‘Varúð’ exhibit channels the airy non-gravity of the ‘Valtari’ cover art
by Arit John / Photo by Alísa Kalyanova
The cover of Sigur Rós’ ‘Valtari’ album features a photo of a large ship floating over a grass green ocean. There are no landmarks evident in the photo, which was shot off the coast of Grótta, a small island connected to Reykjavík by a narrow isthmus. It’s not about the place, says Lilja Birgisdóttir, the photographer behind the photo. It’s about the sea.
Lilja and her sister, artist and graphic designer Inga Birgisdóttir, are the younger sisters of Sigur Rós’ Jónsi and were commissioned by the band to design the artwork earlier this year. “We wanted it to be timeless and not connected to a specific location—just everywhere, everywhere and nowhere,” Lilja says.
As Lilja and Inga, consistent collaborators since receiving their degrees from the Iceland Academy of the Arts, worked on the album, they were inspired to begin a number of other stand-alone art pieces. The results of that creative period—photos, videos and a soundscape—will be presented in the Varúð exhibit opening on October 31.
The starting point
“Sometimes when you’re working on an album cover or a video, as you go through the process you end up with all these side products. You go through all these ideas and cast some away and use some of them,” Inga says. “So this is such a nice opportunity to show all the things that come about when you make a cover.”
‘Varúð’ will feature videos by Inga, as well as several photographs, including original photos taken in an airplane and colourised images, created by Lilja. At one point during the interview she pulls out a sheet with two versions of the ‘Valtari’ image side by side—one in black and white, the other painted in with the yellows, greens and oranges of the album cover.
“It’s really kind of important,” Inga says of album artwork. “I mean the image that goes on an album, it says so much about the music, because you see it before you hear the music.
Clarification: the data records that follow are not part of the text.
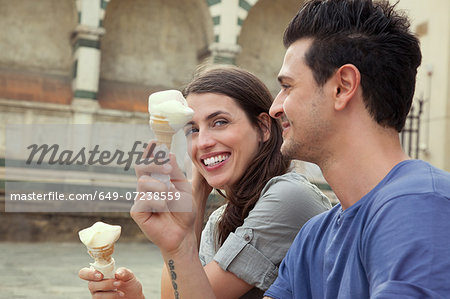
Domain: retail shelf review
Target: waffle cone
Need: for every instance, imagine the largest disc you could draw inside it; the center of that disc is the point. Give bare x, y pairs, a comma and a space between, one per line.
102, 253
163, 132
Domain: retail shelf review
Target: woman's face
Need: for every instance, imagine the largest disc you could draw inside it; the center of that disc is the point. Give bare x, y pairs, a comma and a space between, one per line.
223, 139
It kind of moulds your idea about the album before you listen to it.”
The floating ship that adorns the ‘Valtari’ cover was inspired by the airy, light feeling Inga and Lilja sensed in the music. “With music―you can’t touch it, you can’t see it, but you feel it,” Lilja says. “Our job is to make something tangible out of it.”
The images were colourised using a specialised oil painting technique, Lilja says. Rather than painting over the photograph, the paint adds colour to black and white images. “Instead of trying to copy reality, I’m using the colours as a layer on top of the image to bring something surreal to it,” Lilja says.
Varúð: caution, warning, danger
The videos, which will be played on loop during the exhibition, all either directly correspond to a ‘Valtari’ track or were shown during the band’s live concerts. One of the videos is an animation of Inga’s interpretation of the album’s third track, after which the exhibit is named. The video was created for Sigur Rós’ Valtari Mystery Film Experiment, a series of short films inspired by the tracks on the album.
“We never meant our music to come with a pre-programmed emotional response,” the Valtari Mystery Film Experiment homepage reads. “We don’t want to tell anyone how to feel and what to take from it. With the films, we have literally no idea what the directors are going to come back with.”
Unlike, the other videos in the exhibit, such as the animation of the album artwork she created for “Ekki Múkk,” the “Varúð” video is meant to tell a story.
“Varúð means caution or warning so this image instantly came to my mind, someone making warning signs with a flashlight,” Inga writes. “I wanted the ‘Varúð’ video to have a slow build up like the song and leave something for the viewers to imagine for themselves. We have no idea who they are or what they are warning us about.”
Inga, whose other graphic design credits include album artwork for múm, sóley, Sin Fang and Jónsi’s 2010 solo album ‘Go,’ used a postcard featuring a picture of the Öxará river in Þingvellir National Park as the base of the video.
Water and the ocean appear several times throughout the exhibit, either directly or as a theme. The exhibit’s soundscape consists of a hypnotic loop of ship horns. “Ship horns are a method for ships to communicate on sea, it’s a language, and they all have a meaning,” Lilja says.
In this sense name of the exhibit is both a title and a literal action, an audible warning heard by visitors. The soundscape starts with five long blasts, which signals a warning. “It’s telling the audience that they have to be aware,” Lilja says.
‘Varúð’ runs from October 31 to November 17 at Listamenn Gallery at Skúlagötu 32.